In a recent presentation at the Census Bureau, Dr. Steven Ruggles, the director of the Minnesota Population Center (MPC) at the University of Minnesota, talked about the history of processing data from the census. Ruggles argued that the needs of the Census Bureau drove innovation in data processing technology up to 1960, but the private sector rather than the Census Bureau has played that role in the last 50 years. During this period the costs of data collection, storage and analysis have declined rapidly and the quantity of data collected has grown at an extraordinary pace.
Following the 1960 census, improvements in computers brought more potential for research using census data. The Census Bureau responded to researchers’ requests for data by releasing the 1960 Public Use Microdata Sample (PUMS), a 1-in-1000 sample of the records from the 1960 long form. PUMS files are for statistical purposes only and do not contain any personal information that would allow individuals to be identified. This dataset, which was delivered on 13 UNIVAC tapes (or 18,000 punch cards), allowed researchers to address a variety of questions that would not have been possible using publicly available tabulations. Since the sample consisted of microdata—records at the person- and household-level—it offered the opportunity to develop customized measures and to do multivariate analyses.
The 1960 PUMS was well received by the research community, so following the 1970 census, the Census Bureau released a one-percent sample of the 1960 census (a tenfold increase over what had initially been released) along with six percent of the records from the 1970 long form. Perhaps most importantly, the concurrent release of the revised 1960 sample and the 1970 sample allowed researchers to examine change over time very easily, as both samples used the same codes and formats.
The Census Bureau released a sample of records from the 1980 census, and outside researchers took up the task of producing samples of historical censuses. Hal Winsborough at the University of Wisconsin contracted with the Census Bureau to create samples from the 1940 and 1950 censuses, extending the series of available microdata to five censuses.
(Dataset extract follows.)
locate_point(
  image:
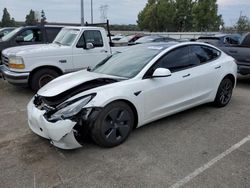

Projects at the University of Washington and Penn led by Sam Preston produced samples of the 1900 and 1910 censuses, then the latest censuses available to the public. In the late 1980s, Ruggles led efforts at the University of Minnesota to produce samples of historical censuses dating back to 1850.
Though the consistent coding of the 1960 and 1970 census samples had demonstrated the power of interoperability to study change over time, none of the other samples were produced in a consistent manner. Ruggles initiated the Integrated Public Use Microdata Series (IPUMS) project to “harmonize” all of the census public use samples. That is, to produce new versions of these datasets with consistent codes, record layouts, and integrated documentation without any loss of information from the original datasets. The initial release of IPUMS data came not long after the development of the first web browsers, and Ruggles was quick to take advantage of this technology to disseminate the harmonized census microdata, leading to a rapid increase in the use of the IPUMS database for research.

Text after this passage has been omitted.